Revenue from sale of diamond &jewellery is recognized when all significant risks and rewards
of ownership of the commodity sold are transferred to the customer who generally coincides
with delivery.
Dividend Income is recognized when the rightto receive payment is established.
Interest Income is recognized on time basis using the effective interest method.
b) Property, Plant and Equipment
i. Property, Plant and Equipment
The initial cost of property, plant and equipment comprises its purchase price, including
import duties and non-refundable purchase taxes, attributableborrowing cost and any other
directly attributable costs of bringing an asset to working condition and location for its
intended use.
Expenditure incurred after the property, plant and equipment have been put into operation,
such as repairs and maintenance, are normally charged to the statements of profit and loss in
the period in which the costs are incurred. Major inspection and overhaul expenditure is
capitalized if the recognition criteria are met.
When significant parts of plant and equipment are required to be replaced at intervals, the
Company depreciates them separately based on their specific useful lives. Likewise, when a
major inspection is performed, its cost is recognized in the carrying amount of the plant and
equipment as a replacement if the recognition criteria are satisfied. All other repair and
maintenance costs are recognized in the statement of profit and loss as incurred.
Gains and losses on disposal of an item of property, plant and equipment are determined by
comparing the proceeds from disposal with the carrying amount of property, plant and
equipment, and are recognized net within other income/other expenses in statement of profit
and loss.
An item of property, plant and equipment and any significant part initially recognized is
derecognized upon disposal or when no future economic benefits are expected from its use or
disposal. Any gain or loss arising on derecognition of the asset (calculated as the difference
between the net disposal proceeds and the carrying amount of the asset) is included in the
statement of profit and loss, when the asset is derecognized.
The residual values, useful lives and methods of depreciation of property, plant and equipment
are reviewed at each financial year end and adjusted prospectively, if appropriate.
ii. Depreciation
Property, plant and equipment are stated at cost less accumulated depreciation and any
provision for impairment. Depreciation commences when the assets are ready for their
intended use.
Depreciation is calculated on the depreciable amount, which is the cost of an asset less its
residual value. Depreciation is provided at rates calculated to write off the cost, less estimated
residual value, of each asset on a written down value basis.

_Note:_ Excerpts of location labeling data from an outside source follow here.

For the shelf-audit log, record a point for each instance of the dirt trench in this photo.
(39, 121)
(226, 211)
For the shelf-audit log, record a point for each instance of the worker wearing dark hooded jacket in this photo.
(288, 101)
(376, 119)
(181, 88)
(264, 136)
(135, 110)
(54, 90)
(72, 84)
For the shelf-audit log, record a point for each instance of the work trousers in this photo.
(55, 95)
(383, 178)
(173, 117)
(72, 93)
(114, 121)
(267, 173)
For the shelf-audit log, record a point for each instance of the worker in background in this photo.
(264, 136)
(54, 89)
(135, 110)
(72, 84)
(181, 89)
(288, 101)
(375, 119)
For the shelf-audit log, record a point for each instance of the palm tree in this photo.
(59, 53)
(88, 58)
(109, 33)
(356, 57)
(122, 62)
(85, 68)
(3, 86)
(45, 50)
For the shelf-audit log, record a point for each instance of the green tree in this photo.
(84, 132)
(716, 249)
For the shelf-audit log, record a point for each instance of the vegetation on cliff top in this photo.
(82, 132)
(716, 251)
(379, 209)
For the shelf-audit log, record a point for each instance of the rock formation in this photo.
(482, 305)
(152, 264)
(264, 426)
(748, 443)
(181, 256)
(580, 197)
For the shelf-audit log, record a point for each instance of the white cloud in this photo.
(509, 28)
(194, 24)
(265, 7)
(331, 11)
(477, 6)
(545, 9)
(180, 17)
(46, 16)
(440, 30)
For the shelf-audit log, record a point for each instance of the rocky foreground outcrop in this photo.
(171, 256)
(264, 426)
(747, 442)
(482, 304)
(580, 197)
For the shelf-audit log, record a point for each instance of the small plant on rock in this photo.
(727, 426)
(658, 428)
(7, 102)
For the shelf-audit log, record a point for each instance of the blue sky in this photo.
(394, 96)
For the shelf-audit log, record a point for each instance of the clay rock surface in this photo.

Depreciation methods, useful lives and residual values are reviewed at each financial year end
and changes in estimates, if any, are accounted for prospectively.
c) Financial Instruments
A financial instrument is any contract that gives rise to a financial asset of one entity and a
financial liability or equity instrument of another entity.
Financial Assets
Initial recognition and measurement
All financial assets are recognized initially at fair value plus, in the case of financial assets not
recorded at fair value through statement of profit and loss, transaction costs that are
attributable to the acquisition of the financial asset. Purchases or sales of financial assets that
require delivery of assets within a time frame established by regulation or convention in the
market place (regular way trades) are recognized on the trade date, i.e., the date that the
Company commits to purchase or sell the asset.
Subsequent Measurement
Subsequent measurement of financial assets is described below -
After initial measurement, such financial assets are subsequently measured at amortized cost
using the effective interest rate (EIR) method. Amortized cost is calculated by taking into
account any discount or premium on acquisition and fees or costs that are an integral part of
the EIR. The EIR amortization is included in finance income in the statement of profit and loss.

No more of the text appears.